Study: Exercise is good for the heart, but it could increase calcium deposits in the arteries

September 20 (UPI) – Physical activity, while generally beneficial for the heart, can in some cases increase a person’s risk for heart disease, a study published Monday by Heart magazine found.

This is because exercise can cause calcium deposits called plaques to build up in the coronary arteries faster, the researchers said.

Study participants who exercised regularly had larger deposits of calcium in their coronary arteries, the data showed.

But even in those with this increased buildup of plaque, the ability of regular physical activity to maintain a healthy weight and strengthen the heart and lungs outweighs any potential risks, according to the researchers.

“Physical activity is a key component of a healthy lifestyle, but those who start exercising may have spikes in their coronary calcium levels,” said study co-author Dr. Eliseo Guallar, in an email to UPI.

“This is not necessarily bad news, however, because it can mean that atherosclerotic lesions in the coronary arteries are becoming more stable and less dangerous,” said Guallar, professor of epidemiology and medicine at the Johns Hopkins Bloomberg School of Public Health in Baltimore.

Atherosclerotic lesions are areas in the coronary arteries where calcium deposits have formed, according to Guallar.

In animal studies at least, less stable or dense lesions seem more likely to rupture and harden arteries, a condition known as atherosclerosis that is often a precursor to a heart attack or stroke.

The coronary artery calcium, or CAC, score is used to estimate a person’s risk of having a heart attack or stroke, according to the University of Maryland Medical System.

A CAC score between 11 and 100 is associated with a moderate risk of heart disease, a score between 101 and 400 generally includes a diagnosis of heart disease and carries a moderate to high risk of heart attack, and a score above 400 is a. Linked 90% chance of plaque blocking an artery, with a high chance of having a heart attack.

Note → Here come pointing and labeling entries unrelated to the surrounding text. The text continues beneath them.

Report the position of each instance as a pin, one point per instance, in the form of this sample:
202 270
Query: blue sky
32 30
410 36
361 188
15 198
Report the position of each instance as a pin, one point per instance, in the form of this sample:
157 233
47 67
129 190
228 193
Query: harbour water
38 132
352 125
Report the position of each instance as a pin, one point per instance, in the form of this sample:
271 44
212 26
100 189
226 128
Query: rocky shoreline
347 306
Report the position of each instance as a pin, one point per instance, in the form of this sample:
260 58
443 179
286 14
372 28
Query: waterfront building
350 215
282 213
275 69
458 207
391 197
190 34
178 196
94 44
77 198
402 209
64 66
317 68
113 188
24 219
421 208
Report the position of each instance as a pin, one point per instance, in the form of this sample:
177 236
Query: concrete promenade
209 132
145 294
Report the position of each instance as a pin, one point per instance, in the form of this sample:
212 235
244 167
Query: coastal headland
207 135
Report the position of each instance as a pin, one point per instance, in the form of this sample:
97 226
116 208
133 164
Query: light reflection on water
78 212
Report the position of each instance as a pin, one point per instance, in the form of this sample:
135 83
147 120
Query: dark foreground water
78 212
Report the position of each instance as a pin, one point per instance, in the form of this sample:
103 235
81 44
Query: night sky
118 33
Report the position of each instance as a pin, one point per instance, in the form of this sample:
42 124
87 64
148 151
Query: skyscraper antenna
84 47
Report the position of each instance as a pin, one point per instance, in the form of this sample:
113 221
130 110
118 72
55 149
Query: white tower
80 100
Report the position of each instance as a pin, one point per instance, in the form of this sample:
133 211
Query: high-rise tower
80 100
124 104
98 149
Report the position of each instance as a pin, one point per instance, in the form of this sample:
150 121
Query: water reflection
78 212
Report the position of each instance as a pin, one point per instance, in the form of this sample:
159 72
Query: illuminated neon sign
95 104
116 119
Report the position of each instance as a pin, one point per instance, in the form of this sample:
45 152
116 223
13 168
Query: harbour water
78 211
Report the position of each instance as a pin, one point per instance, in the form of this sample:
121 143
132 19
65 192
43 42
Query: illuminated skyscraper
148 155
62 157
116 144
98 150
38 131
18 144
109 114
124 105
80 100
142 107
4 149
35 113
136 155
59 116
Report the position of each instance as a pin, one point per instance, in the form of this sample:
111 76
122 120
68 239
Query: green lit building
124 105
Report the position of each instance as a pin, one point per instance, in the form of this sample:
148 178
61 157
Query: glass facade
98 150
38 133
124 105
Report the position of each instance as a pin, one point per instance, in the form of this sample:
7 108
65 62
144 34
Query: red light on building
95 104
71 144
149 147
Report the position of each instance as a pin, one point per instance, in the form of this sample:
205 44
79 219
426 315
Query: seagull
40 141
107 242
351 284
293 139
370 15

Most people with a CAC of 100 or more are prescribed drugs called statins because these drugs can prevent calcium deposits from building up, the system says.

However, many endurance athletes, such as marathon runners, have higher CAC scores despite having a low risk of atherosclerosis, research suggests.

For this study, Guallar and his colleagues analyzed coronary artery calcium in more than 25,000 healthy adults aged 30 and over who underwent regular comprehensive examinations between March 2011 and December 2017 at two major health centers in Seoul and Suwon, South Korea.

For each exam, study participants completed a questionnaire that included questions about medical and family health history, lifestyle habits, and weight, blood pressure, and blood lipid levels were also assessed, the researchers said.

At the first check-up, the physical activity of the participants was classified as either inactive, moderately active or “beneficial to health” or intensely physically active based on the answers to the questionnaire.

Magnetic resonance imaging (MRI) and positron emission tomography (PET) were used to follow the development and progression of coronary artery calcification, which were then assessed over an average of three years.

Of the study participants, 47% were inactive, 38% were moderately active, and 15% were vigorous physical activity, and the three groups had mean CAC values ​​of 9.5, 10.2, and 12 at baseline.

Participants who were more physically active tended to be older and smoked less than those who were less physically active.

They also had lower total cholesterol, higher blood pressure, and existing signs of calcium deposits in their coronary arteries.

Additionally, those who were moderately and intensely active saw an average increase in CAC scores of 3 to 8 over a five-year period, the data showed.

Physical activity can, among other things, increase the narrowing of the coronary arteries due to increases in blood pressure, the researchers said.

“Exercise can be linked to increases in coronary calcium, a common marker of heart attack risk,” Guallar said.

“However, this change doesn’t necessarily reflect a higher risk of poor results,” he said.